Rembang, CyberNews. Tingkat partisipasi pemilih Pemilihan Kepala Daerah (Pilkada) 26 April lalu, turun 7,65 persen dibandingkan tahun 2005. Tahun ini dari 458.795 pemilih yang masuk daftar pemilih tetap (DPT), hanya 345.602 pemilih atau 75,33 persen yang menyalurkan suaranya di 1.100 tempat pemungutan suara.
Warga yang tidak ikut memilih mencapai 113.193 pemilih atau 24,67 persen. Dari jumlah 345.602, suara yang dinyatakan sah mencapai 334.345 lembar dan suara rusak 11.257 lembar.
Pada Pilkada 2005, dari 425.562 pemilih yang masuk DPT, 350.891 pemilih atau 82,95 persen menyalurkan suara di 1.610 TPS. Sedangkan warga yang tidak menggunakan haknya mencapai 71.671 pemilih atau 17,05 persen.
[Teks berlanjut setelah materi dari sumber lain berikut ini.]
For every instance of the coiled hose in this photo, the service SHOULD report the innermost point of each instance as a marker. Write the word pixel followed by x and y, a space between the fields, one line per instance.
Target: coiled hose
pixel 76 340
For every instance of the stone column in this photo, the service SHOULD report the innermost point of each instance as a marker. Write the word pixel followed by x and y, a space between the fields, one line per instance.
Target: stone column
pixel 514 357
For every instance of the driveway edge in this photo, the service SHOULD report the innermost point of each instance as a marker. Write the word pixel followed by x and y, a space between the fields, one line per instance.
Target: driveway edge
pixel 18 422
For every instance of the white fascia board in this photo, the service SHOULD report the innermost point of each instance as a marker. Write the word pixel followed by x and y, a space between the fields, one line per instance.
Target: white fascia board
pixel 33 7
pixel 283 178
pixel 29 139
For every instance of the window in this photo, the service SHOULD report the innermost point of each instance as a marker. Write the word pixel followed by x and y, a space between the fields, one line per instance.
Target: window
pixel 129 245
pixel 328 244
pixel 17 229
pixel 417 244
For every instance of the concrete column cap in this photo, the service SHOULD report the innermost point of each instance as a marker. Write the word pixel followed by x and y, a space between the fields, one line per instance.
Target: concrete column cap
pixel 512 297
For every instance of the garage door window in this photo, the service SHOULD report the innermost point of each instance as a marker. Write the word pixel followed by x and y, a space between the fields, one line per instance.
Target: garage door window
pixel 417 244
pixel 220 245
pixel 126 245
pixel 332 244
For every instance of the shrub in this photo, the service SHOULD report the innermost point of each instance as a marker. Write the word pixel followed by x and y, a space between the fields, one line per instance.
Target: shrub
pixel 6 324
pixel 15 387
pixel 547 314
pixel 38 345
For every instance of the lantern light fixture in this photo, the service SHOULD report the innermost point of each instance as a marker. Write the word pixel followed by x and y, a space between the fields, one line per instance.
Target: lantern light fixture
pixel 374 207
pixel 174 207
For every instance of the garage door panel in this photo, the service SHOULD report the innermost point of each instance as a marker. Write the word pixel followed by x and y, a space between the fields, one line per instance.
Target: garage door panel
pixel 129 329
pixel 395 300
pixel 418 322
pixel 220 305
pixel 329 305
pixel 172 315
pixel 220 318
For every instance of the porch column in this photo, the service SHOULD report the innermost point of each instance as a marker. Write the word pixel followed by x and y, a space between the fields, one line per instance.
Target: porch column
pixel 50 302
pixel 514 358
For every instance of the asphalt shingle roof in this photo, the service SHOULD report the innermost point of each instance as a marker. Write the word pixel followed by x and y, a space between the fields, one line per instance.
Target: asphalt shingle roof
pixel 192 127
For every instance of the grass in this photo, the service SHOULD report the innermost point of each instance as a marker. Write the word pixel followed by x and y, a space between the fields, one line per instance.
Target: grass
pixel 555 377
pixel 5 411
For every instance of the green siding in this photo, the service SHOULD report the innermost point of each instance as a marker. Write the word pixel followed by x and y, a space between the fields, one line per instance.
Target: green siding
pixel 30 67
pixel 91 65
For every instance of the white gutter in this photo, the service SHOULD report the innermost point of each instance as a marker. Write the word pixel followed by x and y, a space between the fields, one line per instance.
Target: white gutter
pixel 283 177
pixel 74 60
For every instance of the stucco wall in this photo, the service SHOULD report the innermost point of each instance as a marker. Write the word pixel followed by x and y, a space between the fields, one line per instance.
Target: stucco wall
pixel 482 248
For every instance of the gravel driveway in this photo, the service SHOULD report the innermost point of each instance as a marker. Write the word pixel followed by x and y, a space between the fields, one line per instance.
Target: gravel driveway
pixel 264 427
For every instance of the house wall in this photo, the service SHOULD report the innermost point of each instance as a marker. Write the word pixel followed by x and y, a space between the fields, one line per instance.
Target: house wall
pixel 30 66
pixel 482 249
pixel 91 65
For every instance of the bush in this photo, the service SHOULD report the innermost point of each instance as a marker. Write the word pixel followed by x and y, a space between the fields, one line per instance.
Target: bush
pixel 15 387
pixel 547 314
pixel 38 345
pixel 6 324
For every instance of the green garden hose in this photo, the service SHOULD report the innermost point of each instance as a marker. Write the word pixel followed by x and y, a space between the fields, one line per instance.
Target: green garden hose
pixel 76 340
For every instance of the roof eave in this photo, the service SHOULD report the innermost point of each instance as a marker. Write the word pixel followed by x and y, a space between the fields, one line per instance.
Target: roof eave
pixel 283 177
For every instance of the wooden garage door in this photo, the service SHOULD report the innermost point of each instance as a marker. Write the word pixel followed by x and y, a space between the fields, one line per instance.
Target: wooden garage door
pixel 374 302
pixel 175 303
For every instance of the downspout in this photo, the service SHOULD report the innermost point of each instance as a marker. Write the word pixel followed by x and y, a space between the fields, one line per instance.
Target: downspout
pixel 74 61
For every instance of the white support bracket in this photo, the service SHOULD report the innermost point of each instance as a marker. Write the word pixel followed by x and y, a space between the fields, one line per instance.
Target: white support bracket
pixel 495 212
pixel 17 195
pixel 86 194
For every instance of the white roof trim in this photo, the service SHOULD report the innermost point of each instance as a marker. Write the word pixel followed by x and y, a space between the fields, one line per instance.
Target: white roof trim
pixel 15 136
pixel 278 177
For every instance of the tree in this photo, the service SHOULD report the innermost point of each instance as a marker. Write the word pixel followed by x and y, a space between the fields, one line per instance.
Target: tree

Sementara, suara sah dalam Pilkada 2005 sebanyak 338.312 lembar. Sedangkan suara rusak berjumlah 12.579 lembar.
Ketua KPU M. Affan menjelaskan sebenarnya jumlah pemilih yang menggunakan haknya di Pilkada 2010 ini hanya selisih sekitar 5.000 orang dibanding tahun Pilkada 2005.
Namun, tambahnya prosentase penurunan partisipasi pemilih menjadi sangat besar karena DPT Pilkada 2010 lebih besar dibandingkan DPT tahun 2005.
"Secara umum, sebenarnya jumlah pemilih yang datang ke TPS di Pilkada 2010 dan 2005 tidak beda terlalu banyak," kata dia.